4.2.7. Aggregate Expressions

4.2.7. Aggregate Expressions

4.2.7.聚合表达式

An aggregate expression represents the application of an aggregate function across the rows selected by a query. An aggregate function reduces multiple inputs to a single output value, such as the sum or average of the inputs. The syntax of an aggregate expression is one of the following:

聚合表达式表示在查询选择的行上应用聚合函数。 聚合函数将多个输入缩减为单个输出值,例如输入的总和或平均值。 聚合表达式的语法:

aggregate_name (expression [ , ... ] [ order_by_clause ] ) [ FILTER ( WHERE filter_clause ) ]

aggregate_name (ALL expression [ , ... ] [ order_by_clause ] ) [ FILTER ( WHERE filter_clause ) ]

aggregate_name (DISTINCT expression [ , ... ] [ order_by_clause ] )[ FILTER ( WHERE filter_clause ) ]

aggregate_name ( * ) [ FILTER ( WHERE filter_clause ) ]

aggregate_name ( [ expression [ , ... ] ] ) WITHIN GROUP( order_by_clause ) [ FILTER ( WHERE filter_clause ) ]

where aggregate_name is a previously defined aggregate (possibly qualified with a schema name) and expression is any value expression that does not itself contain an aggregate expression or a window function call. The optional order_by_clause and filter_clause are described below.

其中aggregation_name是先前定义的聚合(可能使用模式名称限定),而expression是本身不包含聚合表达式或窗口函数调用的任何值表达式。 可选的order_by_clause和filter_clause接下来进行描述。

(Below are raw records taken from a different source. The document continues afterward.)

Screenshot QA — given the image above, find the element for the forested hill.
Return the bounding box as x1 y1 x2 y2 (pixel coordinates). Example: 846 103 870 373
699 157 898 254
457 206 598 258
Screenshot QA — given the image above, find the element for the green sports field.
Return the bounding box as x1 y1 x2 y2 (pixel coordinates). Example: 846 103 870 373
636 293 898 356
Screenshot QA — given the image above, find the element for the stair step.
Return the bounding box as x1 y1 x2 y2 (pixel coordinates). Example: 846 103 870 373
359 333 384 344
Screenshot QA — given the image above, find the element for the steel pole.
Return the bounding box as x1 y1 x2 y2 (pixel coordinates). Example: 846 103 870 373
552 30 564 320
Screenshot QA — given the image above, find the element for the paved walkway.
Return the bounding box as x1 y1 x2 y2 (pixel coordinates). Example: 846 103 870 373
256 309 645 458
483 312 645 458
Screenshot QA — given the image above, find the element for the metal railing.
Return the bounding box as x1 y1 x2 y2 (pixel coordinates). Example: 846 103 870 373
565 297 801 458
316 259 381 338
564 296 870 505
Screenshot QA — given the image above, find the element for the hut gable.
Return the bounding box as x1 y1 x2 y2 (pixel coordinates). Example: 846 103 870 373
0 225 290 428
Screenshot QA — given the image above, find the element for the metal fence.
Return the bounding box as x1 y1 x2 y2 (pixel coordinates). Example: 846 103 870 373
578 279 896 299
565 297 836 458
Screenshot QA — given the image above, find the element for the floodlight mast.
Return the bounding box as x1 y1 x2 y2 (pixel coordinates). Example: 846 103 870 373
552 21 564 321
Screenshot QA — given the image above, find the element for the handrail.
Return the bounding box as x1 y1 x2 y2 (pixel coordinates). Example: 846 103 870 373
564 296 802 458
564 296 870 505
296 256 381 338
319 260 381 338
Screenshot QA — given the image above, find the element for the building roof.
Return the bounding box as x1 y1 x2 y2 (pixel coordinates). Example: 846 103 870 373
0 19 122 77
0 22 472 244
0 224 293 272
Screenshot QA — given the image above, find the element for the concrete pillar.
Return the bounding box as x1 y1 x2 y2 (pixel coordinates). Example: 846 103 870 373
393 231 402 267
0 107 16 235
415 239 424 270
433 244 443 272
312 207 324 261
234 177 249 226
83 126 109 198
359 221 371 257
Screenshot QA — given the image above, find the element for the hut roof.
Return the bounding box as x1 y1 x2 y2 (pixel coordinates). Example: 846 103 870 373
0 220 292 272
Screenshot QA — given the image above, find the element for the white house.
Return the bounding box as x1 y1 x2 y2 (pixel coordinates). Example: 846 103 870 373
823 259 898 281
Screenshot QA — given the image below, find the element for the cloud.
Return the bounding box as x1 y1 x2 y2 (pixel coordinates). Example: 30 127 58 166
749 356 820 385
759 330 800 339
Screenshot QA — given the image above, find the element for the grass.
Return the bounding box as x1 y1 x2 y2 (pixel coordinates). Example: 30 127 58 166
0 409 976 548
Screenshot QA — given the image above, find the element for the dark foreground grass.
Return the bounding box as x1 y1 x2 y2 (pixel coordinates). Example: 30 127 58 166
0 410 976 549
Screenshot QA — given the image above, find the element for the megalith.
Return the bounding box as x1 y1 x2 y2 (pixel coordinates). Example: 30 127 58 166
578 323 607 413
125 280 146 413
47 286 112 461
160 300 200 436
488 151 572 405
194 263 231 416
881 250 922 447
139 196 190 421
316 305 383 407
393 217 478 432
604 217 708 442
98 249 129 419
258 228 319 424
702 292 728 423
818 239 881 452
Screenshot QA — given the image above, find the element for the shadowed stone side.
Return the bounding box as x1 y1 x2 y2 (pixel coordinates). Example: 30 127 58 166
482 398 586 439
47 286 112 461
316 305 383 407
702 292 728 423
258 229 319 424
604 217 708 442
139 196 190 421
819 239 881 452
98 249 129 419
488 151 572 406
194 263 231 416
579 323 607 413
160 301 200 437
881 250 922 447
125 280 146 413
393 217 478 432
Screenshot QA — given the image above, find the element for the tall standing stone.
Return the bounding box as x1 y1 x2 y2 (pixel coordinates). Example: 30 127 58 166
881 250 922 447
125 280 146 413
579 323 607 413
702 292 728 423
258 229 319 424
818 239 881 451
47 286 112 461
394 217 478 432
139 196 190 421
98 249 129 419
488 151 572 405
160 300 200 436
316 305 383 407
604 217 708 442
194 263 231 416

The first form of aggregate expression invokes the aggregate once for each input row. The second form is the same as the first, since ALL is the default. The third form invokes the aggregate once for each distinct value of the expression (or distinct set of values, for multiple expressions) found in the input rows. The fourth form invokes the aggregate once for each input row; since no particular input value is specified, it is generally only useful for the count(*) aggregate function. The last form is used with ordered-set aggregate functions, which are described below.

聚合表达式的第一种形式为每个输入行调用一次聚合。 第二种形式与第一种形式相同,因为ALL是默认形式。 第三种形式为在输入行中找到的表达式的每个不同值(或多个表达式的不同值集)调用一次聚合。 第四种形式为每个输入行调用一次聚合; 由于未指定特定的输入值,因此通常仅对count(*)聚合函数有用。 最后一种形式与有序集合聚合函数一起使用,如下所述。

Most aggregate functions ignore null inputs, so that rows in which one or more of the expression(s) yield null are discarded. This can be assumed to be true, unless otherwise specified, for all built-in aggregates.

大部分聚合函数会忽略null输入,所以输入表达式中的null值会被忽略。如果特殊说明,可以假定这对于所有的内置聚合函数都是适用的。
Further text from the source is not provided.